Research consultancy

Content

Introduction:
What is SPSS?
Major windows used in SPSS
Opening SPSS
Creating a data entry screen/ template
Creating Variables (For both closed and open-ended questions)
Entering data
Saving data
Creating new variables from the existing ones
Computing new variables
Importing data from excel
Merging data files
Data cleaning
Data analysis and interpretation of results
Descriptive statistics (Maximum, minimum, and standard deviation of the variables)
Sample T-tests
Frequency tables (one-way table and cross tabulation)
Graphs
Hypothesis testing
Correlations
Regression (Assessing an effect/Impact of one variable on the other)

1.0 Introduction:

1.1 What is SPSS and its Role?

Originally SPSS stands for Statistical Package for Social Science.
SPSS is one of the statistical packages which can perform highly complex data manipulation and analysis with simple instructions

1.2 To start SPSS

Double click on the icon for SPSS if it exists on your Task bar or desktop

After clicking on the Icon for SPSS, the screen will appear as below;

1.3 Major Windows used in SPSS

Data view or Data editor window. It is used to enter, edit and view data. To access the Data view window, you can click on a tab named “Data view” at the bottom of the extreme left end of the SPSS spread sheet. The rows display the data being entered while the columns display the variables upon which the data is entered. The screen will as be shown below;
Variable view window. It is used when creating new variables, deleting, and adding variables. It displays different columns where each line on the row corresponds to a variable. You can click on a tab named “Variable view” at the bottom of the extreme left end of the SPSS spread sheet. The screen will appear as shown below;
Each column in the variable view has its function as shown in the table below;

Column	Function
Name	Name of the variable. Make it short and understandable and do not use numbers or symbols as the first letter since SPSS will not accept it. Moreover, you cannot use spaces in the name. To add space, use an underscore sign, For example: “Edu_level”. You Cannot include words that are used as commands by SPSS, such as ALL, AND, BY, EQ, GE, GT, LE, LT, NE, NOT, OR, TO, WITH, etc. You Cannot exceed 64 characters. The variables must be unique (all variables should have different names)
Type	It refers to the specific kind of data being entered. Some examples of types are: Numeric (numbers), Date (dates) and String (letters, and characters with or without spaces)
Width	Corresponds to the number of characters that is allowed to be typed in the data cell. Default for numerical and string variables is 8, which only needs to be altered if you want to type in long strings of numbers or whole sentences.
Decimal	Default is 2 for numerical variables. It is applied for only continuous data
Label	The description of the variable. Use the question that the variable is based upon or something else accurately describing the variable. For example: “What is your highest level of education?”
Values	Here you can add labels to each response alternative. For example: For the variable Sex, “Male” are coded as 1 and “Female” are coded as 2.
Missing	By default, missing values will be coded as “.” (dot) for numerical variables in the data set. For missing values in String variables, cells will be left blank.
Align	You do not need to do anything for this
Measures	Measure is the nature of data that is being entered. In SPSS, it is represented Scale (measurable data i.e. weight, height, and temperature), Ordinal (data in ranked categories/groups i.e. Likert scale questions), and Nominal (Data in categorical form without ranks i.e. Gender, Religion, tribes).
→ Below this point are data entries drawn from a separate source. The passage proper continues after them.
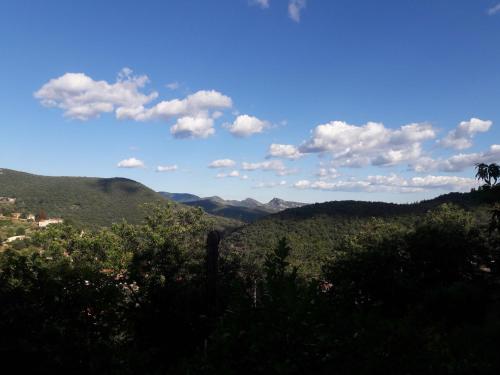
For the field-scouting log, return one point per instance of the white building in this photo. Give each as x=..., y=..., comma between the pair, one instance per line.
x=44, y=223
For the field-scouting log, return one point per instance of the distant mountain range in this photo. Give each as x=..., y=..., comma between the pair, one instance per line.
x=85, y=200
x=103, y=201
x=314, y=230
x=247, y=210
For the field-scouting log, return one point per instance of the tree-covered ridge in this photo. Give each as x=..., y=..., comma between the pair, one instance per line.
x=314, y=230
x=393, y=297
x=395, y=294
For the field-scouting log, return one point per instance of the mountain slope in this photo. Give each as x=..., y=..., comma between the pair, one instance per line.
x=86, y=200
x=315, y=230
x=179, y=197
x=247, y=210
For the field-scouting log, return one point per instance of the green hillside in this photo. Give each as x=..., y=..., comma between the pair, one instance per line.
x=315, y=231
x=85, y=200
x=244, y=214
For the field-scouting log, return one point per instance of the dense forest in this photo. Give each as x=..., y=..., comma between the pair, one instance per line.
x=397, y=293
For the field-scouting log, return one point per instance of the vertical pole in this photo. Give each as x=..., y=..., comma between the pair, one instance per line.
x=213, y=240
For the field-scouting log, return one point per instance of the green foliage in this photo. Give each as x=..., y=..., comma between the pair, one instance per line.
x=89, y=201
x=390, y=294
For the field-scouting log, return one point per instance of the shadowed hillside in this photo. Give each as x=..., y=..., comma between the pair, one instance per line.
x=86, y=200
x=315, y=230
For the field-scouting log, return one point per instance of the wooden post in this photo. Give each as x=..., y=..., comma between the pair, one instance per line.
x=212, y=263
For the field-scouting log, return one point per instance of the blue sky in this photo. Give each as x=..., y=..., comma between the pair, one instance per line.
x=373, y=100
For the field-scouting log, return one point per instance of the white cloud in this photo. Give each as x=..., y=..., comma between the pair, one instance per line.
x=246, y=125
x=372, y=143
x=494, y=10
x=461, y=137
x=166, y=168
x=392, y=183
x=272, y=165
x=193, y=127
x=261, y=3
x=232, y=174
x=199, y=104
x=265, y=185
x=83, y=98
x=131, y=163
x=327, y=173
x=173, y=85
x=457, y=163
x=276, y=166
x=284, y=151
x=222, y=163
x=295, y=7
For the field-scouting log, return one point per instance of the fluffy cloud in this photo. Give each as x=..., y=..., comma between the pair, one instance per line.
x=372, y=143
x=271, y=165
x=83, y=98
x=494, y=10
x=246, y=125
x=131, y=163
x=295, y=7
x=461, y=137
x=193, y=127
x=392, y=183
x=222, y=163
x=284, y=151
x=266, y=185
x=261, y=3
x=327, y=173
x=457, y=163
x=233, y=174
x=276, y=166
x=166, y=168
x=199, y=104
x=173, y=85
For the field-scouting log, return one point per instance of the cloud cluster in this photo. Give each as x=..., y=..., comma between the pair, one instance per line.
x=83, y=98
x=457, y=163
x=167, y=168
x=494, y=10
x=392, y=183
x=284, y=151
x=295, y=7
x=222, y=163
x=268, y=185
x=131, y=163
x=193, y=127
x=276, y=166
x=233, y=174
x=461, y=137
x=200, y=104
x=245, y=126
x=372, y=143
x=261, y=3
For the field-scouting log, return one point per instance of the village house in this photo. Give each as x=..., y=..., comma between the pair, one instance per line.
x=44, y=223
x=15, y=238
x=7, y=200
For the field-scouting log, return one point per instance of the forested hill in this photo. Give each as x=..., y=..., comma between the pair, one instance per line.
x=85, y=200
x=315, y=230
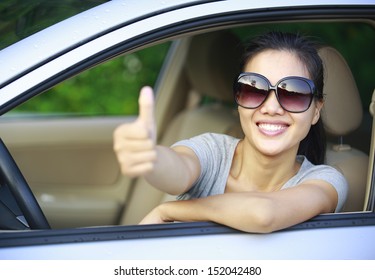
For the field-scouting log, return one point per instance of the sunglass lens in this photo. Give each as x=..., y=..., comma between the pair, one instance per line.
x=294, y=95
x=251, y=91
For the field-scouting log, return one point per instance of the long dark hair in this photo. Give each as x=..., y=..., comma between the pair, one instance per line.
x=313, y=146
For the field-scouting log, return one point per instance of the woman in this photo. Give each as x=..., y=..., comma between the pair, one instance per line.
x=274, y=177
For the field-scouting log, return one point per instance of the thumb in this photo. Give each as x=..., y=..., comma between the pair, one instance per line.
x=146, y=109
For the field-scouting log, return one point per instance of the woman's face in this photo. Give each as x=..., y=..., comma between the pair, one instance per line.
x=269, y=128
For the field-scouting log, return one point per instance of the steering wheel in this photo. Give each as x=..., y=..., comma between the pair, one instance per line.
x=16, y=189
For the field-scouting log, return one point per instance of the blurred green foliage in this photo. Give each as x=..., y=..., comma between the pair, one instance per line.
x=108, y=89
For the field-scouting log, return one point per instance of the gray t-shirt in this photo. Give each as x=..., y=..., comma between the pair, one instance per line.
x=215, y=153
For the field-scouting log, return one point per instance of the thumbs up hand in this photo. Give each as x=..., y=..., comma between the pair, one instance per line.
x=134, y=143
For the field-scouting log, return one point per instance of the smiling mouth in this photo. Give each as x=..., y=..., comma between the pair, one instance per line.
x=271, y=128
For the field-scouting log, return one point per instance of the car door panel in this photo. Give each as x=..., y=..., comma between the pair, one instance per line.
x=70, y=165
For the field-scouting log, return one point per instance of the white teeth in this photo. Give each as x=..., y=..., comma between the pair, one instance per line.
x=271, y=127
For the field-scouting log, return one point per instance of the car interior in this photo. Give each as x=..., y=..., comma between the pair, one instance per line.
x=71, y=167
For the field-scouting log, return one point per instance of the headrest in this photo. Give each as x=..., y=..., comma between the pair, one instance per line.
x=213, y=63
x=342, y=108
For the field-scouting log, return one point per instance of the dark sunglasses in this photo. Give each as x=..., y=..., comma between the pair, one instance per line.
x=294, y=94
Output window. It displays the results using tables or graphs after analysis has been performed. The output window appears as shown below before analysis is conducted;

After conducting some analysis, the output window will display your results as shown in the sample below.

1.4. Saving SPSS file

Click on “File” on the upper left end of SPSS
Select “Save as” or “Save” Note: before creating any variable or entering any data, the option of “Save as” or “Save” will not be active.
Give a “Filename” and click “save”

1.5 Opening data

To open a file in SPSS, navigate to File >>> Open >>> Data.
Browse for the desired dataset, select and press the open button
If the dataset is not visible make sure that the directory is correct and the proper file format (SPSS (*. Sav), Excel (*.xls, *.xlsx, *.xlsm) etc.…) is selected.

2.0 Computing New Variable

Transform>>> Compute Variable
In the “Target Variable” box, enter the name of the variable that is being computed. In the numeric expression Box, drag in the variable you may want to compute and then perform your calculation of interest.
Press “Ok” button to compute the variable

3.0. Recording Variables

When recording variables there are two options, either recoding into the same variable or recoding into a different variable
It is recommended to almost always recode into a new variable in order to ensure that no recoded data will be lost.
To recode a variable, go to Transform>>>Recode into different variables…
In leftmost column of the popped-up box, select the variable to be recoded and
Click the arrow
The variable(s) will appear in the middle, Numeric variable–>output variable,
Enter the name of the new recoded variable in the “Name” text box found
Enter a label if desired
Click the “Change” button.
This will replace the question mark with the new variable’s name, showing that the variable on the left of the “–>” will be recoded into the variable on the right of the “–>”.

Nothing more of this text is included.